Overall, the report shows significant progress in increasing participation from people with disabilities and from disadvantaged backgrounds at third level.
However, considerable gaps remain, with just 41 Travellers out of a total of about 250,000 people in higher education.
The five-year National Plan for Equity of Access to Higher Education (2015-2019) has set a target of raising the number of Travellers at third level to 80 by next year, but concedes it may be difficult to achieve this.
Elsewhere, there has been strong progress in meeting or exceeding targets with other underrepresented groups.
The proportion of students with disabilities has grown from 6 per cent in 2015 to 10 per cent last year. This is well ahead of the 8 per cent target the Government had set for next year.
Similarly, the proportion of students from less well-off “semi/unskilled manual worker groups” has grown from 26 per cent in 2015 to 36 per cent last year. This is also ahead of the Government’s 35 per cent target set for next year.
The proportion of students from the poorest unskilled socioeconomic group has grown at a slower pace, up from 23 per cent to 27 per cent last year.
The number of children from disadvantaged (Deis) schools progressing to third level is also on the rise, up from 12 per cent in 2015 to 13.5 per cent last year.
However, the proportion of mature students in full-time education has fallen, down from 13 per cent in 2015 to 9 per cent last year.

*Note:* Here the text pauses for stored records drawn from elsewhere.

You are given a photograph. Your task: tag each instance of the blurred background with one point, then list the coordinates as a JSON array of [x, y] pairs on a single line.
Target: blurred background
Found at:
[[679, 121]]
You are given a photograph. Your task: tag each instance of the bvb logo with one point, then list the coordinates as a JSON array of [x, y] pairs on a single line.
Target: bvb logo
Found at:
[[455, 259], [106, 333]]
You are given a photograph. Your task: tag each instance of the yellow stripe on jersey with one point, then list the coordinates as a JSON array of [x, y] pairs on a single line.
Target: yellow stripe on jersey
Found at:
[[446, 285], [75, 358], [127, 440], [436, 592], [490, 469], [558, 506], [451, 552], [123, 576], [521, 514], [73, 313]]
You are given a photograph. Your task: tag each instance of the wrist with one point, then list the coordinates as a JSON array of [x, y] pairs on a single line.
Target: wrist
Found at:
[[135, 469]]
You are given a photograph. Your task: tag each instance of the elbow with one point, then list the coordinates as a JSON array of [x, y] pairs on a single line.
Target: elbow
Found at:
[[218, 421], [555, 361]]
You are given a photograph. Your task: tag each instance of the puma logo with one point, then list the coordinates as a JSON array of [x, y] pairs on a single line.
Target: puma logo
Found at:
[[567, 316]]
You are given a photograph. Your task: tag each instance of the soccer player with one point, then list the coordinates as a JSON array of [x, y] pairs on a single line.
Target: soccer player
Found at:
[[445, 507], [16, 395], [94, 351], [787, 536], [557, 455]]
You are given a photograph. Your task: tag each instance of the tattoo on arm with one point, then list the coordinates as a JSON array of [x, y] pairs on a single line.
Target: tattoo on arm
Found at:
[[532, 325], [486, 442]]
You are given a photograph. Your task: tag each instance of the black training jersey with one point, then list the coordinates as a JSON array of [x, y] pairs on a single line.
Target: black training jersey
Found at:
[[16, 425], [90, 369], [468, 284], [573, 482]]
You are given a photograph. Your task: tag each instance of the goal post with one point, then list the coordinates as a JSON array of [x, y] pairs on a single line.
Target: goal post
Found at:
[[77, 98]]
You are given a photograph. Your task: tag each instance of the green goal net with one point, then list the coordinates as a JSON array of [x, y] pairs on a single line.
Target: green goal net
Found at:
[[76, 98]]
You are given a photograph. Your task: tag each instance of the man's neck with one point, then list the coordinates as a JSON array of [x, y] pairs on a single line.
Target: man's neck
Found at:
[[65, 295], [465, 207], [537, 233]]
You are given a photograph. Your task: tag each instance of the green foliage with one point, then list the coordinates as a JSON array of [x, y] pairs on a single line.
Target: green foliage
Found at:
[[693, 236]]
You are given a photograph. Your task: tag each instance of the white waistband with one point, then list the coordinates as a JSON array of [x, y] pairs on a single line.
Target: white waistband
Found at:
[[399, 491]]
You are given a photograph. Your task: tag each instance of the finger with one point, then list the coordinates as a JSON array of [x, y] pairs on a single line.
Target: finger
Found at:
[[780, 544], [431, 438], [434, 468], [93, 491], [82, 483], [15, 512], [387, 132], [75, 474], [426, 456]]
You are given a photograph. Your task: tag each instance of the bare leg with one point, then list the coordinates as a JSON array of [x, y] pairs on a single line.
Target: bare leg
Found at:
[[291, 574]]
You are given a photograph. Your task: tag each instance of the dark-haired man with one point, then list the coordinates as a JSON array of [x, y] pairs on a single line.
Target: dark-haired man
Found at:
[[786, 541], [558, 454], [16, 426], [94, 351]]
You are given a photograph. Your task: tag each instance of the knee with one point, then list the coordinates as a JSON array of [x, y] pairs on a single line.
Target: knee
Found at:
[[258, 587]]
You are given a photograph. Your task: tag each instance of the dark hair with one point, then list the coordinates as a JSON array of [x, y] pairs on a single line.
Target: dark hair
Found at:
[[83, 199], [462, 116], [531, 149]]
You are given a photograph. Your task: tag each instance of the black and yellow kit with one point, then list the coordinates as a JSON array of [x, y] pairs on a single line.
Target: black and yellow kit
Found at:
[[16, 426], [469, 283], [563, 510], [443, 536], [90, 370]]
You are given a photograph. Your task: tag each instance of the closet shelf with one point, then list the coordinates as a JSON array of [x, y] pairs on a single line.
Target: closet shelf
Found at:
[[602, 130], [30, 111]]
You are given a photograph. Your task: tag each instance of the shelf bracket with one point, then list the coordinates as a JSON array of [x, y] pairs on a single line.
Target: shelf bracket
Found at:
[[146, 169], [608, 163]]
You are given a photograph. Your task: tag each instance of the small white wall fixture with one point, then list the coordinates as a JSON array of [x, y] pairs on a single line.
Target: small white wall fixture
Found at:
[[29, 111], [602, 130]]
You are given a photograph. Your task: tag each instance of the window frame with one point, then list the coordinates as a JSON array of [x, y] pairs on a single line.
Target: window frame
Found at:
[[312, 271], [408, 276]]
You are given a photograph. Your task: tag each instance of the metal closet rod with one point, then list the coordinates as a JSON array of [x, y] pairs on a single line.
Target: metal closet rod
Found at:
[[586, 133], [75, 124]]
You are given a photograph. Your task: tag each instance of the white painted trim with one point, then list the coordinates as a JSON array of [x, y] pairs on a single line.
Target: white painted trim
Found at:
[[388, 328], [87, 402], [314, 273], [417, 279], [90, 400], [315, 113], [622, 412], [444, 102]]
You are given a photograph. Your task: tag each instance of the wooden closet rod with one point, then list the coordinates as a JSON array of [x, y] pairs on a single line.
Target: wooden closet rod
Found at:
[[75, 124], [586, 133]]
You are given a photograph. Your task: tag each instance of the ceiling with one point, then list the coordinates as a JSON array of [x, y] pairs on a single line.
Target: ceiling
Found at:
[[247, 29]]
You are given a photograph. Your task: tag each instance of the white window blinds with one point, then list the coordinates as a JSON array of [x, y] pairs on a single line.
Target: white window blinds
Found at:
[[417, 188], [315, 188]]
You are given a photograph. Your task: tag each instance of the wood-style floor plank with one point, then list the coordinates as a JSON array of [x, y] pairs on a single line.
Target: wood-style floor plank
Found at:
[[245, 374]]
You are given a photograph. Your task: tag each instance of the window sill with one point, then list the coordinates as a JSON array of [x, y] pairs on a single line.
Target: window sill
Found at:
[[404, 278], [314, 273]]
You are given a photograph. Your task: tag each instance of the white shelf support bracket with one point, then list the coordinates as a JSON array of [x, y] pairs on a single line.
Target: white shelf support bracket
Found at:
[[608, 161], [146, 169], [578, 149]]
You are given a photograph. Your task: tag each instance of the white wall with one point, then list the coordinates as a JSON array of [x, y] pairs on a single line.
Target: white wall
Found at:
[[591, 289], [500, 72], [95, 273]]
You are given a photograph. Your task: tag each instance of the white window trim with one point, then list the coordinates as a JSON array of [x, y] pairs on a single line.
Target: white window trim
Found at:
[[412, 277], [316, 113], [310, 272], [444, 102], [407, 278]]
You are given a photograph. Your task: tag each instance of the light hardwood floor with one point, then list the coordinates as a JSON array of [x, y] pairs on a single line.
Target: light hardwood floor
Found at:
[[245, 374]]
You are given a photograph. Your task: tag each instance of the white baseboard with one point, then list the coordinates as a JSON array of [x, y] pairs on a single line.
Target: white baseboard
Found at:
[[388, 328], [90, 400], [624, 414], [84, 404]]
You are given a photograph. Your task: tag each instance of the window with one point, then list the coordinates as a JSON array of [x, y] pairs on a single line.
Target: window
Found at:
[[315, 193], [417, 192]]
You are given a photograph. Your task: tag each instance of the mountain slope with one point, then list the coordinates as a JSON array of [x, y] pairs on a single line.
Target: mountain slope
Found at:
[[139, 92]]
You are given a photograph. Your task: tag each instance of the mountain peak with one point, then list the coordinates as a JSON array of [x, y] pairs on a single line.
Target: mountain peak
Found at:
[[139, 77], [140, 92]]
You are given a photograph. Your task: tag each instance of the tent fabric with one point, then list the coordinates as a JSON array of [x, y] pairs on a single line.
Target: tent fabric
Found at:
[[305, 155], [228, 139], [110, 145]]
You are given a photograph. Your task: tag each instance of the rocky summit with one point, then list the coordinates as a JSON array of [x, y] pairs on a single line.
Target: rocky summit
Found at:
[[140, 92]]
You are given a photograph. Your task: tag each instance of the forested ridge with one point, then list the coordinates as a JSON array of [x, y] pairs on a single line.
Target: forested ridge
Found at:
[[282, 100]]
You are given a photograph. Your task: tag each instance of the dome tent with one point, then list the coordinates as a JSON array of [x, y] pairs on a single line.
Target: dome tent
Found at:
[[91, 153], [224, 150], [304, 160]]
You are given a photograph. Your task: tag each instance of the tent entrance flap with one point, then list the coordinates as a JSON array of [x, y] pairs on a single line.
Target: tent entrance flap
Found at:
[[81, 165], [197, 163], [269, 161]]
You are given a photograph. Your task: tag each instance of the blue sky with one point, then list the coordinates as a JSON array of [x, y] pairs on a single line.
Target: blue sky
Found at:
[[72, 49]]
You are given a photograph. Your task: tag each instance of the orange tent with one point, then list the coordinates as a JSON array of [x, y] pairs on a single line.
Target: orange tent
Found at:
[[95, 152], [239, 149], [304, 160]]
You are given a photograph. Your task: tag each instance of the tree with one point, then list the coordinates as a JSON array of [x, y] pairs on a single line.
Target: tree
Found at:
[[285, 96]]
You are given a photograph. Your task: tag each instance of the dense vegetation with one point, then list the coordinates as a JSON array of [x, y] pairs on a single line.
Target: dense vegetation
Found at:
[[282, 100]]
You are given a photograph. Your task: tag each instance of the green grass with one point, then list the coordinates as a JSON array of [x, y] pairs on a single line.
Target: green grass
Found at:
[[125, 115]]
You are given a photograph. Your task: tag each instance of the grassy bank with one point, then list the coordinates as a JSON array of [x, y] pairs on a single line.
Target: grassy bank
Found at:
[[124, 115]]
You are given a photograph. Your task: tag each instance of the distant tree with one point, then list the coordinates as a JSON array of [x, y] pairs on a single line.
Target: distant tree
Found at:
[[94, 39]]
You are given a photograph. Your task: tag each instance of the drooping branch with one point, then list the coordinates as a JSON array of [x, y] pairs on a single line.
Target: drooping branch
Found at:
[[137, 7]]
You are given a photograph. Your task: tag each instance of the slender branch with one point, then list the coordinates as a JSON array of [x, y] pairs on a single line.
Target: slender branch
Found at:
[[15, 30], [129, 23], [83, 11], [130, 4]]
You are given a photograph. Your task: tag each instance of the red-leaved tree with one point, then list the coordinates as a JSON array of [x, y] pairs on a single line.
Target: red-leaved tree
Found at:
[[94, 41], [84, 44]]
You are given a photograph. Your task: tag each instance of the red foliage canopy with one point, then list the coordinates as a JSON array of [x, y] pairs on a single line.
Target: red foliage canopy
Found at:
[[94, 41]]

This is well off the Government target of 16 per cent.
The plan notes that better employment prospects in the wider economy mean fewer older people are opting to enter higher education.
Overall, there has been a 4 per cent increase in participation rates at third level since 2015, up from 51 per cent to 55 per cent last year.
When broken down by individual counties, participation rates in places such as Dublin, Kilkenny, Roscommon, and Wexford respectively largely mirror the State average increase.
However, counties such as Kerry, Limerick, Offaly and Sligo each returned considerable increases of about 10 per cent.
The report highlights a range of challenges in making further progress, especially in forging stronger pathways from further education and training to higher education.
It also notes that progress has been limited in respect of the development of access and foundation courses.